Nicolas and Raul develop a sensitive relationship through conversations about the boy’s father, a soldier who died in Iraq. The imaginative Nicolas tells the boy stories about fairies who make the world a better place and takes him to an old hut in the woods where he hung out as a child. Once they are sitting for a picnic on the soldier’s grave, that Nicolas gives soldier a medal (a cola cap) for his being a great human; and the kid reacts by giving Nicolas a medal for being a great dad.

After a decade of beautiful relation, however, Ingrid surprises Nicolas suddenly one day by asking for a separation. She first says that he snores a lot and asks him to sleep in other room. The reactions of a steady relation are aptly showcased. Nicolas infact leaves a voice recorder on to argue with Ingrid so that he can be with her.

Meanwhile, Algerian checkout girl Sezar (singer Bebe, here making an effective debut) is being sexually harassed by her boss Matarredona (Jordi Bosch). One night, when Sezar is in a car with her boss, the car is attacked and Sezar is beaten up.

Nicolas picks her up and takes her back to his hut in the woods, where Raul mistakes her for a fairy. Here is a big irony, Nicolas had told his son that one can be granted three wishes by fairies but added that problem is that most ladies don’t know if they are fairies. On being asked that how to identify them, he says that they have marks on cheeks as they scratch them while thinking, which they do a lot. And over here, Sezar has marks on her cheeks coz back at home a guy had beaten her and raped her. I found this ironic contrast of mark made by scar quite moving.

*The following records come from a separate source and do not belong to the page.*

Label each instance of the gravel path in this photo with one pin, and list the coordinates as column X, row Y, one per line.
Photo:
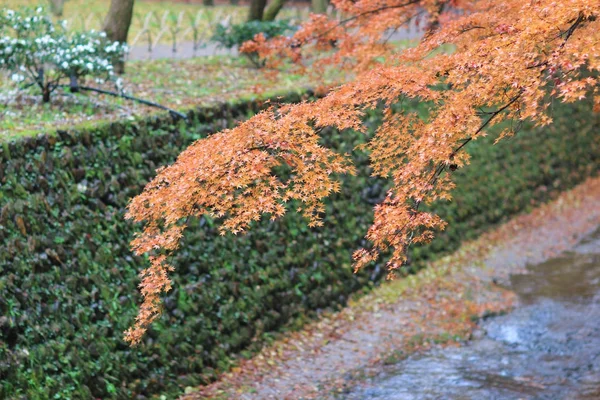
column 319, row 360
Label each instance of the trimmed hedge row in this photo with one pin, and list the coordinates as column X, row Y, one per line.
column 68, row 282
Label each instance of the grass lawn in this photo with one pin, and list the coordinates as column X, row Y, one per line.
column 178, row 84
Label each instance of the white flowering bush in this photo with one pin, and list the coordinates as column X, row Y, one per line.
column 35, row 49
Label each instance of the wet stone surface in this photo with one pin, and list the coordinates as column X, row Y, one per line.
column 547, row 348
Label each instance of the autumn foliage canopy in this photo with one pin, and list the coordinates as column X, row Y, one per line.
column 479, row 63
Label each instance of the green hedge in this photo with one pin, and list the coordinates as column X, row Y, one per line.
column 68, row 282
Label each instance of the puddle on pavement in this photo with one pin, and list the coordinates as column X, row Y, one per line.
column 547, row 348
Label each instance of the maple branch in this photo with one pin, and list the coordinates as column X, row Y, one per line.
column 567, row 34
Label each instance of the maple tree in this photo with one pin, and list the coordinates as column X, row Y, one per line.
column 504, row 60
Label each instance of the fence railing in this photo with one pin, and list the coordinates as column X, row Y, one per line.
column 158, row 33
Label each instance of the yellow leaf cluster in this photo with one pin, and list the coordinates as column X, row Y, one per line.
column 511, row 60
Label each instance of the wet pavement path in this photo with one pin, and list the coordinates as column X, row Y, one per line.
column 547, row 348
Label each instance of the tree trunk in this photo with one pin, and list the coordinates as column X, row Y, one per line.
column 57, row 7
column 116, row 25
column 257, row 9
column 319, row 6
column 46, row 94
column 273, row 9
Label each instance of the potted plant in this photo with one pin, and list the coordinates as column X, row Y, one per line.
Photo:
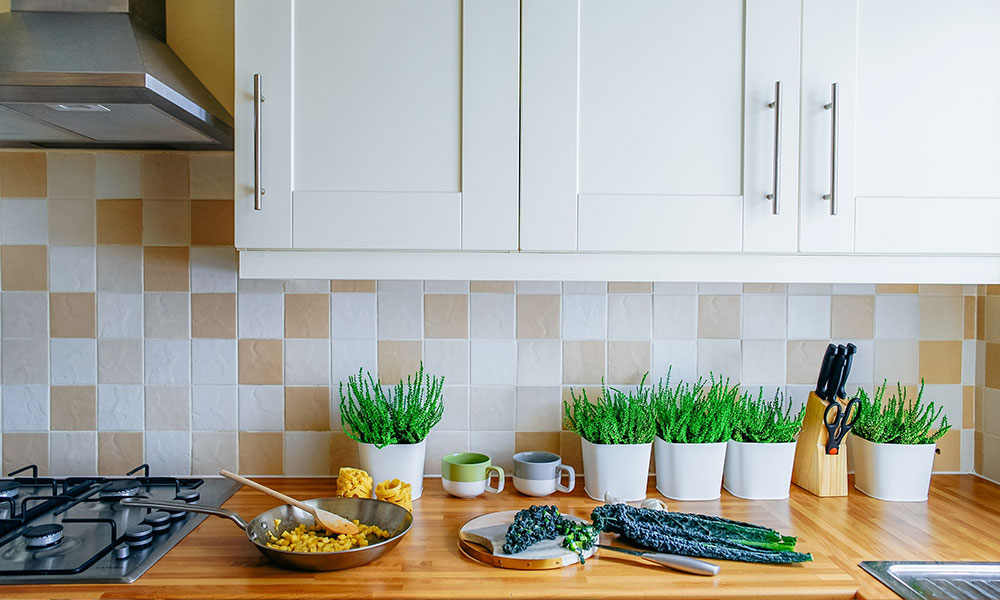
column 616, row 434
column 693, row 425
column 761, row 450
column 391, row 430
column 894, row 444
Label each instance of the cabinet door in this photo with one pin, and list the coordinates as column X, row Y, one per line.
column 400, row 128
column 919, row 147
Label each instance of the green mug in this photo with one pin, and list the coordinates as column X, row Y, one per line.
column 467, row 474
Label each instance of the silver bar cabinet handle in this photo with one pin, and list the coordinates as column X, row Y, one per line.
column 258, row 190
column 833, row 197
column 776, row 105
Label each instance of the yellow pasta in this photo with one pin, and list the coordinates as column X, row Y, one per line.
column 354, row 483
column 395, row 491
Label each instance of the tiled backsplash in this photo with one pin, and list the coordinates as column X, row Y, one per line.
column 127, row 337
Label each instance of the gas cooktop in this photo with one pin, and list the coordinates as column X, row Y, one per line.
column 75, row 530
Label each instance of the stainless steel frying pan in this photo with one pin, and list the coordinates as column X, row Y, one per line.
column 394, row 519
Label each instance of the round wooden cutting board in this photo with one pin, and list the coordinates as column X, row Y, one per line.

Visuals are often sumptuous with the lighting bringing out the rich color of the beautiful rural scenery. Attention is also paid to details, such as the raindrops on an umbrella under which Nicolas and Ingrid kiss.

The script is sufficiently grounded in emotional truth. All the characters are concealing past issues, and it takes the innocence of a child to confront these issues and bring them into the open. The appeal is lost in the end as the reasoning of leaving of Ingrid being having a cancer is insufficiently woven in. She tells Nicolas that she is seeing someone and how Nicolas reacts is emotional turmoil at the best. But as she comes again later, Nicolas rightly questions that if she talks the same talks of separation and questioning the integrity, then there is no point coming back.

What I have realized by now in life is that the relationships need faith, love, time and passion to succeed. Compromise being an integral part of it, one adapts to other with time. But there is a limit of compromise and if the arguments are too often, maybe there is a time to check the chemistry. I get reminded time and again by a quote of my cousin, “What you think is the best for you may not actually be the best for you”; which brings in the need of arguments and listening to other people’s justification. But then once you form a bond then one should realise that with the power of joy, we also give each other a power to hurt or demolish each other emotionally. So in fact, Ingrid’s decay of life in arms of Nicolas would have been a better option than deserting Nicolas and kid. But then an opinion is an opinion and I know, when it comes to such matter we all have varying opinion and all are true!